We’re “naturally” insatiable creatures. We eat a meal, and we are hungry again hours later. We have our hearts lifted by a friend but the high fades the next day when we see our bills. Even when we get to do a serious streaming binge, we still turn it off feeling somewhat unsatisfied.

Even if we were wealthy enough to buy all the pleasures and treasures we could want and healthy enough to enjoy them, we still wouldn’t be satisfied (Ecclesiastes 2:1-11), because our souls are designed to be satisfied in God. Only He can fulfil us. 

This is why we still feel somewhat shortchanged by the dream job or by finally meeting a person we can love (I should know, I have found both). 

When we remember this, we can stop expecting the weight loss to finally make us happy, and that finishing our degree will make us feel smart and capable. It means that when our parents still don’t say “I’m proud of you”, it doesn’t matter so much. It means that getting a cold before a long-awaited trip no longer seems like such a downer. 

If we learn to hold the things we desire loosely and ask God to keep our delight in Him, we can enjoy the things He gives us without the great burden of expecting them to satisfy us. 
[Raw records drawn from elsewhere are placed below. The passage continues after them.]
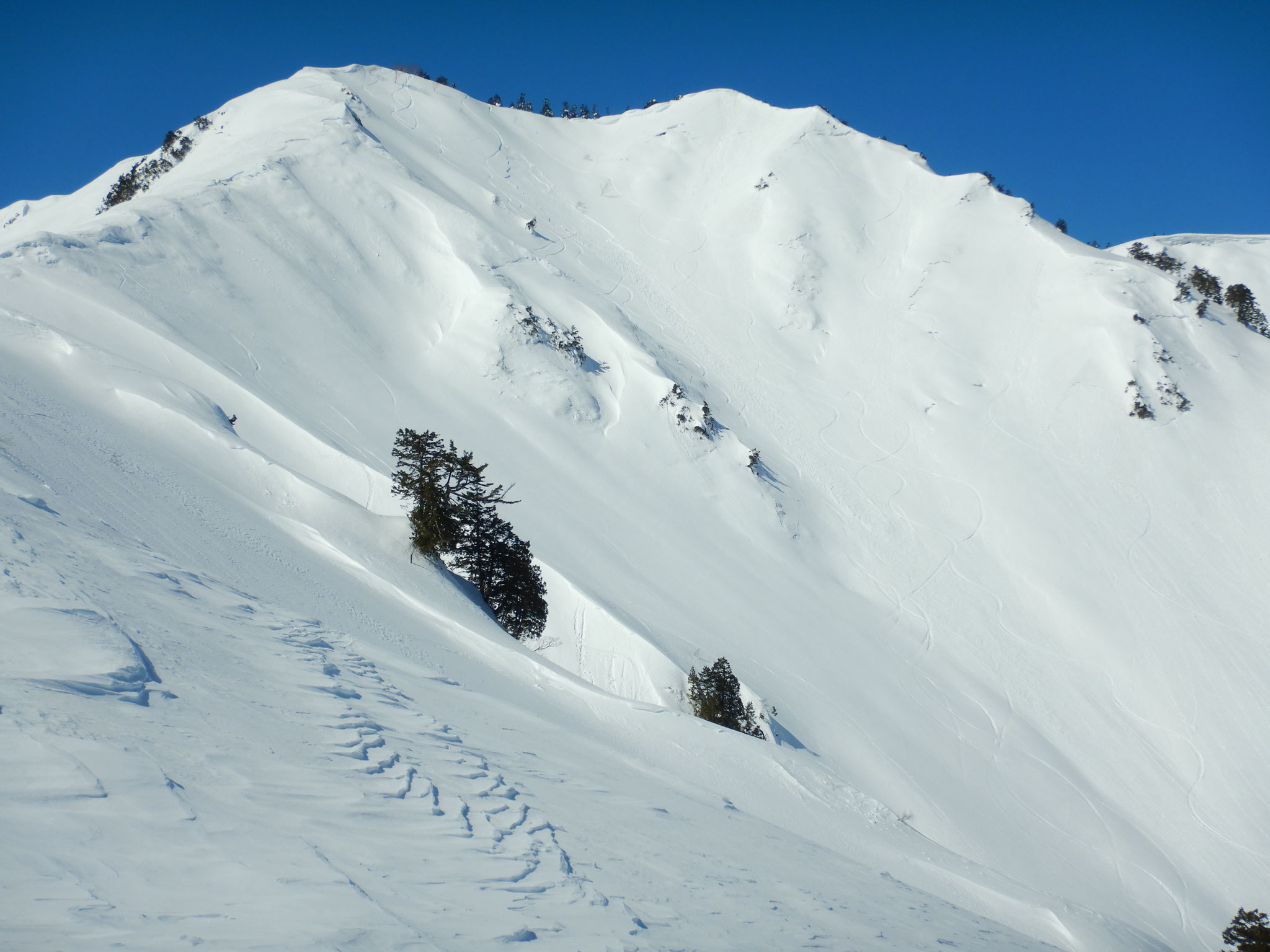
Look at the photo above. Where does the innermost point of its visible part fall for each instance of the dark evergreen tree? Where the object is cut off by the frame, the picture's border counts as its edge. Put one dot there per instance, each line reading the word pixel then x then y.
pixel 1248 932
pixel 446 487
pixel 499 564
pixel 454 514
pixel 716 697
pixel 1241 300
pixel 1208 284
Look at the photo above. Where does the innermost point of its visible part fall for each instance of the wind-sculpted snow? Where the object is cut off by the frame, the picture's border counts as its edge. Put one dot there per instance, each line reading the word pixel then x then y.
pixel 997 566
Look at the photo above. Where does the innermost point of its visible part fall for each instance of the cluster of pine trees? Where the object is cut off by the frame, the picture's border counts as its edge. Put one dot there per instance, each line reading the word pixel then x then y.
pixel 578 111
pixel 1206 286
pixel 143 174
pixel 1248 932
pixel 454 519
pixel 714 694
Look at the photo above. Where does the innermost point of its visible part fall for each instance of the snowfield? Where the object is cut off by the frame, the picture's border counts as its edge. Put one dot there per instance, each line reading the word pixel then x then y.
pixel 997 579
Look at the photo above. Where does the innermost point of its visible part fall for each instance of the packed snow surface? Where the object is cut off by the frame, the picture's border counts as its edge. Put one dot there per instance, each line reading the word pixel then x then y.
pixel 996 578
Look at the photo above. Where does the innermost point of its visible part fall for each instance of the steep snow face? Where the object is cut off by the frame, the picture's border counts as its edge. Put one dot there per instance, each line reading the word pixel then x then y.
pixel 997 566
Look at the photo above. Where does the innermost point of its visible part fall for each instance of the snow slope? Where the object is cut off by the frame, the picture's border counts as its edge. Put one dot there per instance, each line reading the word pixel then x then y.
pixel 975 589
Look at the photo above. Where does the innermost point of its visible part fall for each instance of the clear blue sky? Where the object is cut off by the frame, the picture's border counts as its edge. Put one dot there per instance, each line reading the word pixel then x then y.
pixel 1123 117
The way of Christian contentment is looking to God who gives us His peace (John 14:27), and who provides for us despite the whirlwind around us. Cultivating contentment is a work of the Spirit and a continual journey of remembering Christ and forgiving ourselves for all the times we forget Him. 

While earthly life is finite and fraught with challenges, we have the greatest treasure of all: we get to know the Maker of this universe—His delightful character is endlessly thrilling, surprising, and beautiful to our souls. We have Christ, whose forgiveness is great enough to swallow all our sins. And we get to look forward to a new heaven and earth that God has promised us.